1 – Do you inject yourself with synthetic testosterone?
2 – Do you take an oral synthetic testosterone supplement?
3 – Were you born a male and subsequently became a female?
If you answered “yes” to any of the above, then maybe you should be concerned about bulking afterall. But if you answered “no” to all questions, your worries are unfounded. Testosterone is the primary muscle-building hormone in the body, and women simply don’t have enough of it present to dramatically increase muscle mass as a result of weight training. Why? Testosterone is primarily secreted in the testacles, which are absent in the female body. Women do secrete a much smaller amount of the hormone in the ovaries and adrenal glands, but the difference is extreme. (So, if you’ve had your ovaries removed, you produce even less testosterone.)
Now, let’s very quickly review the benefits of strength training:
1) You will lose body fat. The average woman who strength trains two to three times a week for two months will gain nearly two pounds of muscle and will lose 3.5 pounds of fat. As lean muscle increases so does your resting metabolism, and you burn more calories all day long.
2) Your risk for Osteoporosis decreases. Weight training increases spinal bone density by 13 percent in six months. This, coupled with an adequate amount of dietary calcium, can be a women’s best defense against osteoporosis.
3) You will maintain your independence as you age and decrease the chances of injury. Increasing your strength will make you far less dependent upon others for assistance in daily living. Additionally, strength training builds stronger muscles AND stronger connective tissues and increases joint stability. This acts as reinforcement for the joints and helps prevent injury.
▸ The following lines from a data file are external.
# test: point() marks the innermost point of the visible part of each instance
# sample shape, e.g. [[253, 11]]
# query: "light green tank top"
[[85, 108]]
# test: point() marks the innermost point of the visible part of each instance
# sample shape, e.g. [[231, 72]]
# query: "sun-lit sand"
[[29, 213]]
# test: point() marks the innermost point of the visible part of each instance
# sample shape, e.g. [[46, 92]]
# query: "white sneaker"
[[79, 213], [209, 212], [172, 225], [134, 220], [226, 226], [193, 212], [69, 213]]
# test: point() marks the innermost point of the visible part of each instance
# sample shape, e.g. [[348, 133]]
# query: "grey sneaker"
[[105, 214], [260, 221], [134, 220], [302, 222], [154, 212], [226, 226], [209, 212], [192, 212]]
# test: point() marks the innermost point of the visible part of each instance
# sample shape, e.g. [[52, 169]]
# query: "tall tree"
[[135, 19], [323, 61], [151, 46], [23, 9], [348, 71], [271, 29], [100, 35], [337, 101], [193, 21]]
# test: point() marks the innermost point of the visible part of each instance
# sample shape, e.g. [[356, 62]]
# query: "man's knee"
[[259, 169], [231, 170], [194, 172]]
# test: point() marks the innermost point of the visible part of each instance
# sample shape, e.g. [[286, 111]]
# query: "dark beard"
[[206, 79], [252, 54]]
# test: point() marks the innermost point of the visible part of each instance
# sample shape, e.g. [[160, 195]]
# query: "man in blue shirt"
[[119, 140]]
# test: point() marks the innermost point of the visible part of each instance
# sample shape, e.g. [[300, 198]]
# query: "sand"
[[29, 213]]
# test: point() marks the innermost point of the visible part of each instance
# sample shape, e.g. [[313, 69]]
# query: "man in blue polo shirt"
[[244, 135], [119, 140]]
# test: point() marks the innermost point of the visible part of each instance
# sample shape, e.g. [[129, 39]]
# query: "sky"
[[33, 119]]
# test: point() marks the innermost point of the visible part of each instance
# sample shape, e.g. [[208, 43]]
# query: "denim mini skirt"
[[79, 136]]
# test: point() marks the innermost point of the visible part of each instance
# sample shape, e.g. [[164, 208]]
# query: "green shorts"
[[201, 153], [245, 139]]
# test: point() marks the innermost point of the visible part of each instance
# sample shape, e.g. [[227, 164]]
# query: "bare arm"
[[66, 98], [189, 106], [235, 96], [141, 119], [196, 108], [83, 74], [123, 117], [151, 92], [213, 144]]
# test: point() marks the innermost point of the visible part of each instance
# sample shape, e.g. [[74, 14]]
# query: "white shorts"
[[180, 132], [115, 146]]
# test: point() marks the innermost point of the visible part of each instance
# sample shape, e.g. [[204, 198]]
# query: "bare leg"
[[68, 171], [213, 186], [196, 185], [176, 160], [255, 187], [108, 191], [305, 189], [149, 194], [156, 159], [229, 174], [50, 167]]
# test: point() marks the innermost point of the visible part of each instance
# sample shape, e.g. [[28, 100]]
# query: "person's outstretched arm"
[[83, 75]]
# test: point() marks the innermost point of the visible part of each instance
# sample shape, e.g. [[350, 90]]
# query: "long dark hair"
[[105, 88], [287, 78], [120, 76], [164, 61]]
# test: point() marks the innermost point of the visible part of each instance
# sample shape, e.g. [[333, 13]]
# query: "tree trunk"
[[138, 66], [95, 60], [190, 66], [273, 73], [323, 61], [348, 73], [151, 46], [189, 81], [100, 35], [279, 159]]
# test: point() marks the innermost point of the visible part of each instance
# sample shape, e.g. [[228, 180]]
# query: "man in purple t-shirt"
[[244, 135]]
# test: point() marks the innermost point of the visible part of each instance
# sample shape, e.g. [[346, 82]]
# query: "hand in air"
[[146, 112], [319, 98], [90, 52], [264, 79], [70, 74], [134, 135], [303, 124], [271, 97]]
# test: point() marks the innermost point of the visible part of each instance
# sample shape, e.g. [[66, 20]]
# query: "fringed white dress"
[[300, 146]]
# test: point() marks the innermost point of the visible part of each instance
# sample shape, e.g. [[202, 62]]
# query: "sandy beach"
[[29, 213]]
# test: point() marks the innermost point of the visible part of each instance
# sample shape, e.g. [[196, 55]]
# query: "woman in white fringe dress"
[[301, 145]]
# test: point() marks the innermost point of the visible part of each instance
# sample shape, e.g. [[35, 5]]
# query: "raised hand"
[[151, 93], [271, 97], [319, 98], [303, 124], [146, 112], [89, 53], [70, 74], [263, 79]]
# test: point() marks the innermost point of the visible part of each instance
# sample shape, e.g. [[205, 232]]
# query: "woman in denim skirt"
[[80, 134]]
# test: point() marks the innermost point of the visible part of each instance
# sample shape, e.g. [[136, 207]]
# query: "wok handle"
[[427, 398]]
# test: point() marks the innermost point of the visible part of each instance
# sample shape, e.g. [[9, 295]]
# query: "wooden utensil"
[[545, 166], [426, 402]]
4) You will reduce your risk of heart disease and diabetes. Weight training can improve cardiovascular health in several ways, including lowering LDL (“bad”) cholesterol, increasing HDL (“good”) cholesterol and lowering blood pressure. Weight training also improves the way the body processes sugar, which may reduce the risk of diabetes. Research indicates that weight training can increase glucose utilization in the body by 23 percent in four months.
5) You will fight off depression. A Harvard study shows that weight training for just ten weeks will reduce symptoms of clinical depression with greater success than therapy or counseling.
If you are STILL concerned about bulking, don’t throw out the idea of strength training altogether. Even bodyweight exercises (i.e. push-ups, tricep dips, squats, lunges and pull-ups) can help maintain strong bones and muscles. Whatever you do, don’t paint yourself into a corner with a boring, cardio-only fitness routine. There is so much more to the fitness world than waiting in line at your local gym for the next available dreadmill.